In a previous question, which was nicely answered (Minimum number of samples), I was trying to know what was the minimum number of samples that reveals some statistical power.
I have a huge dataset formed by numerical values with some features attached to them. I start to apply filters to these values, filtering by some of the features that they have attached. As I apply filters and restrict more the conditions the number of samples is reduced (being F a feature):
n = 50.000
Filter those who have F1
n = 20.000
Filter those who have F2
....
n = 50
The thing is that I would like to know how meaningful is the last set (generated by applying all the filters). I know the mean and the standard deviation of this set.
In my previous question answered by @Nameless he wrote:
"The smaller (narrower) the interval, the more accurately your sample tells you something about the population."
I would like to know where can I find more background about that assertion. If I have two final sets, less dispersion in one of them means that the filtering is more meaningful because the records are more related?
Thanks a lot!
In general, I would read about confidence intervals and how they bracket your desired paraemeter.

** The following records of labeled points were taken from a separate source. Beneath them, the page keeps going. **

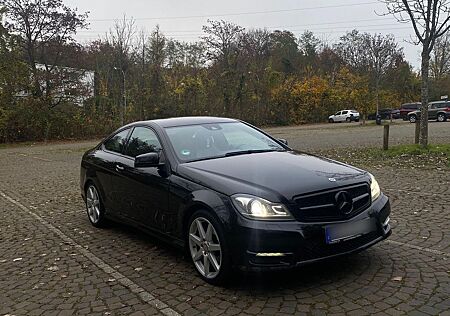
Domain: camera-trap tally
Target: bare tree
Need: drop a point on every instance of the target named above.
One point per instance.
(223, 41)
(372, 54)
(43, 25)
(440, 58)
(121, 38)
(430, 20)
(382, 53)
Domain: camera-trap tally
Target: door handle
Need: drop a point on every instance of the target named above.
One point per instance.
(119, 168)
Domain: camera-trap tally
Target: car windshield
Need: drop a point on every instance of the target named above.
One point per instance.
(206, 141)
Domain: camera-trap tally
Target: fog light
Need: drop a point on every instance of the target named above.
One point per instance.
(270, 254)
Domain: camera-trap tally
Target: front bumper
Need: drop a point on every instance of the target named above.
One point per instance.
(259, 245)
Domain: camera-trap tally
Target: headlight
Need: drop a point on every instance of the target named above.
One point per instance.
(374, 188)
(258, 208)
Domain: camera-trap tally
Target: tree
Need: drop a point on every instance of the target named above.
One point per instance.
(430, 20)
(43, 25)
(440, 58)
(370, 54)
(223, 44)
(382, 54)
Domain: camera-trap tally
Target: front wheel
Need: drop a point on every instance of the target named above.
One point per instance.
(94, 207)
(208, 248)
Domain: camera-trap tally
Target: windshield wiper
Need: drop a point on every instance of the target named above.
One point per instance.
(251, 151)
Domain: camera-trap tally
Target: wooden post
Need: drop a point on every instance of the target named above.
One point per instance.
(416, 139)
(386, 137)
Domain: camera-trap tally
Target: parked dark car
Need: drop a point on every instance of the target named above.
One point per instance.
(395, 114)
(231, 195)
(408, 107)
(438, 110)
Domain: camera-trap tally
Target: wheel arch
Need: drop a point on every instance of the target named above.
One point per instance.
(209, 201)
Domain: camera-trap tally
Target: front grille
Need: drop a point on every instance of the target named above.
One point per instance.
(321, 206)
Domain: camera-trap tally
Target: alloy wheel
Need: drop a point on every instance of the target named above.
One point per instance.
(204, 247)
(93, 204)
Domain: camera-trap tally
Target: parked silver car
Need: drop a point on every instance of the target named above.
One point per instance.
(344, 116)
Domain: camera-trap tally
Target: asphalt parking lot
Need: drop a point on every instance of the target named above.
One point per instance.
(53, 262)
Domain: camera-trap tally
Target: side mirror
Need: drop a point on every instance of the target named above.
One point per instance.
(147, 160)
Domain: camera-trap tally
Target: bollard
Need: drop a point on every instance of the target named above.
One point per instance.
(416, 139)
(386, 137)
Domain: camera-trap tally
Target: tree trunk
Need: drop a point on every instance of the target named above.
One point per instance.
(423, 133)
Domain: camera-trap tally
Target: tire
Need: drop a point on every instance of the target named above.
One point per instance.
(94, 206)
(208, 248)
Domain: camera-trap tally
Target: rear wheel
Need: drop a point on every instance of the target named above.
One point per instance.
(208, 248)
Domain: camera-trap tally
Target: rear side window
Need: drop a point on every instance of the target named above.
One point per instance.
(441, 105)
(142, 141)
(117, 142)
(411, 106)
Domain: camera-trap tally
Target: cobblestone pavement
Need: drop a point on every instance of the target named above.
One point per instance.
(52, 261)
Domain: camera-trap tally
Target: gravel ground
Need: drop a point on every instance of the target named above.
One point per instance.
(351, 135)
(52, 261)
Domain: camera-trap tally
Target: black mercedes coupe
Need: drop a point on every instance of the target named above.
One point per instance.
(231, 195)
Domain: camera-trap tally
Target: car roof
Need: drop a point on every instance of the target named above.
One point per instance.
(184, 121)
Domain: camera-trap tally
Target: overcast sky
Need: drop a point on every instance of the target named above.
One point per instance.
(183, 20)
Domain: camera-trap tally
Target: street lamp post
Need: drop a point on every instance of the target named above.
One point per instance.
(124, 110)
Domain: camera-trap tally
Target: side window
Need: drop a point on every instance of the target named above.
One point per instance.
(117, 142)
(142, 141)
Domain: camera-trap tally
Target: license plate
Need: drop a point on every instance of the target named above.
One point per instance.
(346, 231)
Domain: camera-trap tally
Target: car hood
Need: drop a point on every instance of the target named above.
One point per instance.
(272, 175)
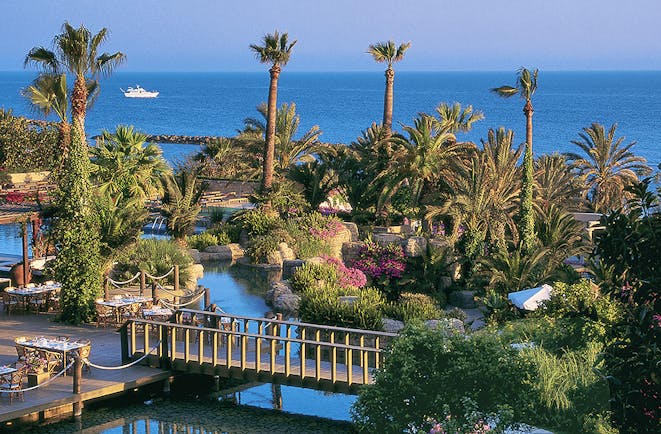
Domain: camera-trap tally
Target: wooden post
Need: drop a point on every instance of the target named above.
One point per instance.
(77, 377)
(207, 298)
(143, 282)
(26, 259)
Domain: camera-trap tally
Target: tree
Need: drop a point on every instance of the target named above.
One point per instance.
(75, 227)
(288, 151)
(526, 85)
(606, 166)
(389, 53)
(276, 50)
(182, 193)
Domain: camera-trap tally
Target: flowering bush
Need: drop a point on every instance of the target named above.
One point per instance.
(347, 276)
(377, 261)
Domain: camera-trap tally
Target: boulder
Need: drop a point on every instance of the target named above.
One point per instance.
(462, 299)
(286, 303)
(353, 229)
(351, 250)
(286, 252)
(392, 325)
(384, 238)
(414, 247)
(289, 266)
(277, 289)
(449, 324)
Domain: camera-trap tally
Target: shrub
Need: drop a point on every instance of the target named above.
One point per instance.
(428, 374)
(202, 241)
(156, 257)
(412, 306)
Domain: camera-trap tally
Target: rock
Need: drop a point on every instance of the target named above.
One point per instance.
(286, 303)
(414, 247)
(462, 299)
(350, 251)
(289, 266)
(219, 253)
(277, 289)
(384, 239)
(286, 252)
(391, 325)
(444, 282)
(237, 251)
(449, 324)
(353, 229)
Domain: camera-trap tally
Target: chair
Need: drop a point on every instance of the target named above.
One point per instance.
(105, 315)
(9, 302)
(13, 382)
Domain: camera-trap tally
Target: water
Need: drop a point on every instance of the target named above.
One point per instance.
(344, 104)
(240, 290)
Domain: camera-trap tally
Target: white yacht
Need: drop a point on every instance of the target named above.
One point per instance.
(138, 92)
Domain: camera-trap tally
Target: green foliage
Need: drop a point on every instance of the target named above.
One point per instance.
(76, 232)
(27, 145)
(310, 275)
(412, 306)
(322, 305)
(526, 223)
(202, 241)
(156, 257)
(427, 373)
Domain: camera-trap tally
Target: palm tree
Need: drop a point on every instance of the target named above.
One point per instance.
(288, 151)
(275, 51)
(182, 193)
(78, 261)
(124, 164)
(526, 85)
(606, 166)
(388, 52)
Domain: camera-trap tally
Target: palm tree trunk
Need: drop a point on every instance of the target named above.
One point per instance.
(388, 101)
(269, 145)
(528, 111)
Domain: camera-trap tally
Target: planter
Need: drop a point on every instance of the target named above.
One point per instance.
(35, 379)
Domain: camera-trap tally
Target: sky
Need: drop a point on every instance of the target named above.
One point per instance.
(333, 35)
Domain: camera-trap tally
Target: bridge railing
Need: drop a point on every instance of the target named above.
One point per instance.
(260, 345)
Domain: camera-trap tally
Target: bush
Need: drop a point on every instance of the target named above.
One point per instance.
(411, 306)
(156, 257)
(428, 374)
(202, 241)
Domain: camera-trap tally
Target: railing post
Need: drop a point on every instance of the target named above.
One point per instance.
(176, 277)
(77, 378)
(143, 282)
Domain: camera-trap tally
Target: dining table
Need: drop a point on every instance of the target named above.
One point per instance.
(54, 350)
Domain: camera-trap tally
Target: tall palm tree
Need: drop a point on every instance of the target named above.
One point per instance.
(288, 151)
(606, 166)
(389, 53)
(526, 85)
(124, 164)
(76, 228)
(276, 50)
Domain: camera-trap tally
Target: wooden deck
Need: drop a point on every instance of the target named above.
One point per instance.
(57, 397)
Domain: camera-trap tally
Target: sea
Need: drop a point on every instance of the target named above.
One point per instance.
(343, 104)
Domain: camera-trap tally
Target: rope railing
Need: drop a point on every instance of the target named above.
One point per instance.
(45, 383)
(117, 284)
(178, 305)
(160, 277)
(128, 365)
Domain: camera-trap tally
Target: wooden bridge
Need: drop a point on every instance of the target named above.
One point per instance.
(307, 355)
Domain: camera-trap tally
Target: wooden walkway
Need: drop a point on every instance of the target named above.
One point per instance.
(313, 356)
(57, 397)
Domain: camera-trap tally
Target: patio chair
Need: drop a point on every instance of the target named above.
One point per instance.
(14, 384)
(105, 315)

However, as Nameless wrote in the previous answer, the condfidence intervals assume you have taken a random sample from your population. If some of your filters are numeric, then you have invalidated the random sampling criterion. If they are strictly features that do not, a priority, restrict the range of your data, then you should be OK.
If the above holds, then a small interval means that the estimate you produce will, statistically, be close to the true value. The measure of this closeness is given by the interva. For example, if you calculate a sample mean of, say, 10, and your 95% CI is (0,100), it is saying that the range of plausible values for the true mean given your sample mean and sample size, is quite large. On the other hand, if the interval were (9.5,10.5), then your estimator is quite good and there is only a small range of plausible values for the true mean.
As for your statement that less dispersion = more related, that would depend on the relationship between the numerical value and the attributes. I would think that if a set of objects share ALL features, they would be more related regardless of the numerical value or the dispersion, unless that numerical value is, in fact, some form of aggregate classification measure that locates objects along the number line.